3rd World Internet Conference - Day 2
Robin Li, Chairman and CEO of Baidu, speaks during the third World Internet Conference, Nov. 17, 2016 in Wuzhen, China. Photograph by VCG via Getty Images

Baidu CEO Tells Silicon Valley Immigrants to Avoid Trump and Come to China

Nov 18, 2016

It's no secret that, contrarian Peter Thiel aside, much of Silicon Valley really didn't like Donald Trump when he was running for the U.S. presidency. Now that he is the President-elect, analysts are forecasting a crash for tech stocks, while the fate of the H-1B visa program that so many tech firms rely on for recruiting global talent hangs in the balance.
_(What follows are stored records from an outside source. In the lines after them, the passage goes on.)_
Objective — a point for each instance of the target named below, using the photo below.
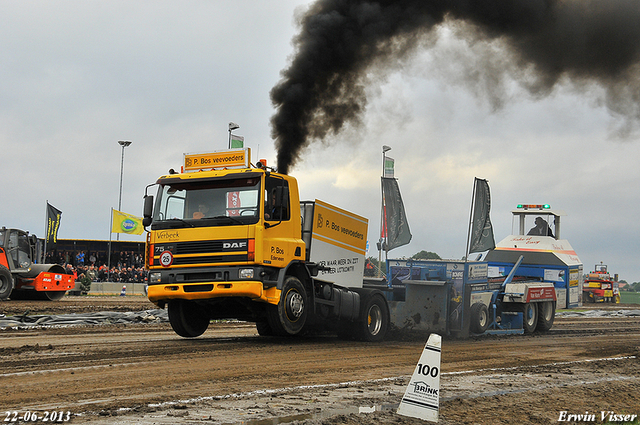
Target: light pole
(232, 126)
(381, 243)
(124, 144)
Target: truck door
(19, 249)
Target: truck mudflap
(527, 292)
(201, 291)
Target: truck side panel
(338, 242)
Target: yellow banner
(339, 227)
(223, 159)
(126, 223)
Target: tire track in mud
(109, 368)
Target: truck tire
(6, 283)
(546, 315)
(529, 317)
(187, 318)
(479, 318)
(374, 319)
(290, 315)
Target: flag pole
(109, 256)
(473, 196)
(46, 233)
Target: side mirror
(147, 210)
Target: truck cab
(230, 242)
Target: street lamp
(232, 126)
(124, 144)
(385, 149)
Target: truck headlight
(245, 273)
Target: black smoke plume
(549, 41)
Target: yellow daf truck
(231, 240)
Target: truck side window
(277, 206)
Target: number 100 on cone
(422, 397)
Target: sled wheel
(6, 283)
(479, 318)
(374, 319)
(187, 318)
(546, 315)
(290, 315)
(529, 317)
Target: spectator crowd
(125, 267)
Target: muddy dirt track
(145, 374)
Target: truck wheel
(290, 315)
(529, 317)
(6, 283)
(479, 318)
(546, 315)
(374, 319)
(187, 318)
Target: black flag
(395, 219)
(53, 223)
(481, 230)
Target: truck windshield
(198, 203)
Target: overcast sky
(78, 76)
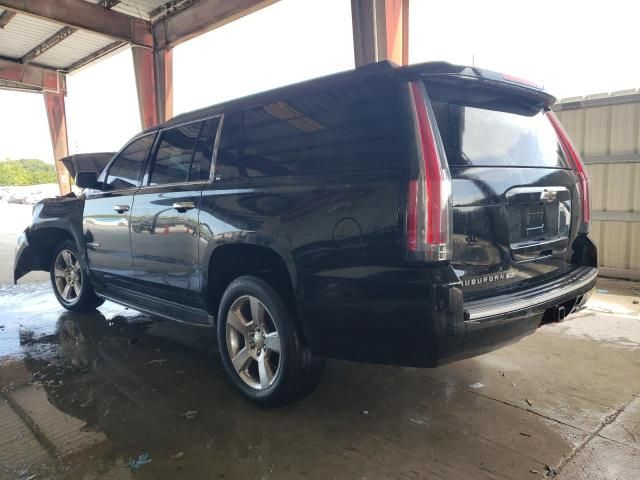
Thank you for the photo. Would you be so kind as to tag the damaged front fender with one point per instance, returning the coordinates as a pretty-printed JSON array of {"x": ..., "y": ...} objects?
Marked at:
[{"x": 26, "y": 258}]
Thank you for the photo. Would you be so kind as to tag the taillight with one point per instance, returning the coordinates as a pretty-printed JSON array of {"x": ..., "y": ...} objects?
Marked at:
[
  {"x": 428, "y": 196},
  {"x": 574, "y": 157}
]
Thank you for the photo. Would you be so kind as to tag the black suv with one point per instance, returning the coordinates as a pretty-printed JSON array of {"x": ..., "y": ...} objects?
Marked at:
[{"x": 402, "y": 215}]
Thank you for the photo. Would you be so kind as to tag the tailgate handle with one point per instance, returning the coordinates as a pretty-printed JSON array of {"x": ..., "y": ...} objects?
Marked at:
[
  {"x": 184, "y": 206},
  {"x": 121, "y": 208}
]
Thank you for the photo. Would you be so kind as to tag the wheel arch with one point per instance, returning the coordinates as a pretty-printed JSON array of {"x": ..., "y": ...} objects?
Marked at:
[
  {"x": 232, "y": 260},
  {"x": 36, "y": 251}
]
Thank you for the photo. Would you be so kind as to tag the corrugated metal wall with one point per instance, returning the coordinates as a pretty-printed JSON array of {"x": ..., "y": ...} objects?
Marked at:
[{"x": 606, "y": 130}]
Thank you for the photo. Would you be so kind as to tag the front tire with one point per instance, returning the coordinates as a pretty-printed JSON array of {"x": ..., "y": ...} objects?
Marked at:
[
  {"x": 73, "y": 290},
  {"x": 260, "y": 345}
]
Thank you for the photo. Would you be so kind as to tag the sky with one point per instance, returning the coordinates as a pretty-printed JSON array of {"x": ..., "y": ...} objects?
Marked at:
[{"x": 571, "y": 47}]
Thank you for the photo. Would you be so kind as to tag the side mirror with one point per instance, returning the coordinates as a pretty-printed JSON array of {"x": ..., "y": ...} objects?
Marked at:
[{"x": 88, "y": 180}]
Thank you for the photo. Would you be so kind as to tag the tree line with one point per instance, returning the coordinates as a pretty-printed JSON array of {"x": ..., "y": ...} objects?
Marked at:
[{"x": 26, "y": 172}]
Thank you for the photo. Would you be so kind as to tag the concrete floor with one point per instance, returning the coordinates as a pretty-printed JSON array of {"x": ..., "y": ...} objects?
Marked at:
[{"x": 81, "y": 396}]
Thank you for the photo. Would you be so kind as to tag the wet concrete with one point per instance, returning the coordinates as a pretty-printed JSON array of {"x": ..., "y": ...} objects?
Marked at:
[{"x": 83, "y": 395}]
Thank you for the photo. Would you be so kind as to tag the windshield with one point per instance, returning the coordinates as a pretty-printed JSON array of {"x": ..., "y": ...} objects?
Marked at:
[{"x": 482, "y": 137}]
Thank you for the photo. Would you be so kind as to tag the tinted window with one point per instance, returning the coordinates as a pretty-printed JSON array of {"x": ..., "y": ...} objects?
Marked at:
[
  {"x": 363, "y": 127},
  {"x": 481, "y": 137},
  {"x": 201, "y": 167},
  {"x": 125, "y": 169},
  {"x": 174, "y": 154}
]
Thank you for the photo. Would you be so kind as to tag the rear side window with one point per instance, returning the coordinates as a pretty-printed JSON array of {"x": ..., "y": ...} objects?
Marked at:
[
  {"x": 356, "y": 128},
  {"x": 184, "y": 153},
  {"x": 124, "y": 172},
  {"x": 174, "y": 154},
  {"x": 483, "y": 137}
]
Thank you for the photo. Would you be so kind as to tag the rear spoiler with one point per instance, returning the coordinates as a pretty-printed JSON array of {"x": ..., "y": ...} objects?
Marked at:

If the incoming administration really does tighten regulation of the entrance of skilled overseas tech workers to the Valley, where can they go? The chief executive of Baidu (bidu), China's largest Internet search engine, may have the answer.

"I hope that talent in all countries can come to China, and give us a more important role on the stage of global innovation," Robin Li told an audience during a Friday keynote address at China's third annual World Internet Conference, reports the state-run China News Service.
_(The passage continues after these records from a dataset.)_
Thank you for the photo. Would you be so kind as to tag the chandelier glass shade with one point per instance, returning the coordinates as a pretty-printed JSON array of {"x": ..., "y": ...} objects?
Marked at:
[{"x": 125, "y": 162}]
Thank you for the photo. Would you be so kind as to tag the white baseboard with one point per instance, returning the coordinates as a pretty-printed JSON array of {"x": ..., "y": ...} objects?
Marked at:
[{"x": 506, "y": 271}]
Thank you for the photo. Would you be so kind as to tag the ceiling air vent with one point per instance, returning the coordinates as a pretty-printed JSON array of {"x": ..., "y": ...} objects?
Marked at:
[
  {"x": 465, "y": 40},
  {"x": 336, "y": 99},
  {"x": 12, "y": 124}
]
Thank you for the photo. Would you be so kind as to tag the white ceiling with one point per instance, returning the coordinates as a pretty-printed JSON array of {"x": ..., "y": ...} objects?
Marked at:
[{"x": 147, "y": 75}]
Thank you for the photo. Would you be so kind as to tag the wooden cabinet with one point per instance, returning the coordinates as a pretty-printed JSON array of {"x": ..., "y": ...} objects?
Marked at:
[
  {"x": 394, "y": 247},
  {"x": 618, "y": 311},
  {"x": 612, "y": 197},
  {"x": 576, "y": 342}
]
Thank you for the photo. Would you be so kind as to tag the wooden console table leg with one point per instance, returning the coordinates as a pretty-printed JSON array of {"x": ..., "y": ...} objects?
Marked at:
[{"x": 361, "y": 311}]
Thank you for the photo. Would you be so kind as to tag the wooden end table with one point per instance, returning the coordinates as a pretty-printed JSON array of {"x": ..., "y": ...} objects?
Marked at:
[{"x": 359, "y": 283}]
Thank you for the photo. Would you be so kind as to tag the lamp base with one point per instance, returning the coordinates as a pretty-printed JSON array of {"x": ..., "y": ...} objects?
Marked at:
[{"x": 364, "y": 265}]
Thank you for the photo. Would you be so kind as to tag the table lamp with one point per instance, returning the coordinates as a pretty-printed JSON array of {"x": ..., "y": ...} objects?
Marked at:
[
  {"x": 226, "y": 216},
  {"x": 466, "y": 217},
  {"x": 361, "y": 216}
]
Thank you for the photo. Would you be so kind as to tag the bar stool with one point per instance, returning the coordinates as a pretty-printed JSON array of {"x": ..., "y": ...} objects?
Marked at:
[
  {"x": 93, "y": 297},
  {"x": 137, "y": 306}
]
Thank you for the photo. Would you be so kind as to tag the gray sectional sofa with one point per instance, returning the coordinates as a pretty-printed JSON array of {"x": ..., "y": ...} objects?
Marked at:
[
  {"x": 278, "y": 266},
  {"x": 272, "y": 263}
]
Li sees the change in U.S. government as an opportunity for Chinese innovation, according to CNS. "The global center of innovation is shifting," he said.

In Trump's post-election insistence on following through with his action plan on immigration—a plan that could prove costly to the American economy—the Chinese Internet mogul seems to see the opportunity to welcome talent from all corners with open arms, report CNS and Bloomberg.

"I read that an advisor to President-elect Donald Trump complained that three-quarters of engineers in Silicon Valley aren’t Americans," Li told the audience at the conference, according to Bloomberg.

He hoped that Chinese companies could invite "more people from all countries and all ethnicities to China, because China has the world's largest and fastest-growing Internet market."

For more on Silicon Valley, watch Fortune's video:

The conference on Internet-related issues, backed by the Chinese state, was held in the southeastern town of Wuzhen this week, against a backdrop of even more encroachment on already-limited freedoms, as well as the recent passing of a new draconian cybersecurity law.